Isger hat mich gestern bei Twitter gefragt, was ich von Tent.is/.io1, dem neuen Stern am Microblogging-Himmel, halte. Der Idealist in mir findet die Idee dahinter großartig und goldrichtig: Anstatt wie bei Twitter und App.net auf die Infrastruktur eines zentralen Anbieters zu setzen, benutzt Tent.is ein dezentrales, Tent genanntes Protokoll, das es jedem ermöglicht, einen eigenen Tent-Host zu betreiben. Tent.is ist, so die Idee, nur einer von vielen Tent-Anbietern, die Nutzer können sich bei beliebigen (noch nicht vorhandenen…) Anbietern anmelden, über das gesamte Netzwerk hinweg miteinander kommunizieren und ihre Daten von Tent-Host X zu Tent-Host Y portieren, falls Tent-Host X einen auf Twitter macht.

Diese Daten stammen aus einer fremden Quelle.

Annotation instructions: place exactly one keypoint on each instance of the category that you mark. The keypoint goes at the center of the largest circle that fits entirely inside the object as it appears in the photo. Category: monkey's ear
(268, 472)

Das klingt alles überaus toll. Die Realität sieht jedoch so aus, dass es schwierig ist, um ein solch offenes Protokoll herum ertragreiche Geschäftsmodelle zu finden. Zwar würde Tent-Fürsprecher Loren Brichter, der Mann hinter 2009’s Best Twitter Client, würde er einen Tent-Client in den AppStore bringen (»Tentie«), sicherlich einen Haufen Geld damit verdienen, das Betreiben eines Tent-Hosts wäre für Drittanbieter aber wenig attraktiv2 und etwa für unsere Eltern zu schwierig, so dass im Endeffekt doch alle bei Tent.is bleiben würden.3

Eine föderierte Lösung, bei der es eigenständige, voneinander unabhängige Dienste mit jeweils eigenen Funktionen gäbe, wäre meines Erachtens sinniger, da realistischer, da gewinnbringender. Die Nutzer der verschiedenen Netzwerke könnten dann über einen kleinsten gemeinsamen Nenner (bspw. 140 oder 256 Zeichen lange Textnachrichten) miteinander kommunizieren und die diversen Unternehmen ungestört ihrem eigenen Businessplan und Featureset hinterher jagen. Das Protokoll für ein solches föderiertes Microblogging-Netzwerk fehlt bisher – und hier, denke ich, könnte Tent ins Spiel kommen. Würde das Tent-Protokoll dafür genutzt werden und zum Dreh- und Angelpunkt eines föderierten Netzwerks werden, wäre der Grundidee Genüge getan und uns allen stünde eine rosige Microblogging-Zukunft bevor. Es bleibt abzuwarten, ob die Tent-Macher das genauso sehen.

(Im Moment sieht es so aus als wollten die Tent-Macher neben Twitter und App.net ein drittes Microblogging-System etablieren. App.nets Dalton Caldwell hat aber bereits durchblicken lassen4, dass man durchaus gewillt sei, auch Tent-Support einzubauen, womit das von mir beschriebene Szenario quasi schon erfüllt wäre. Twitter hingegen wird erst dann einem föderierten Netzwerk beitreten, wenn die Financiers das Interesse verloren haben und der Kauf durch Yahoo unmittelbar bevorsteht.)

  1. Tent.is ist die Webseite des Tent-Hosts, Tent.io die des Protokolls. Verwirrend.
  2. „Was hier gibt’s Werbung? Mach ich halt mein eigenes Tent auf, ihr Ficker!“
  3. Congratulations, you’ve created the next Twitter! Again.
  4. Ich kann die Quelle gerade nicht mehr finden, aber glaubt mir einfach, hat er gesagt.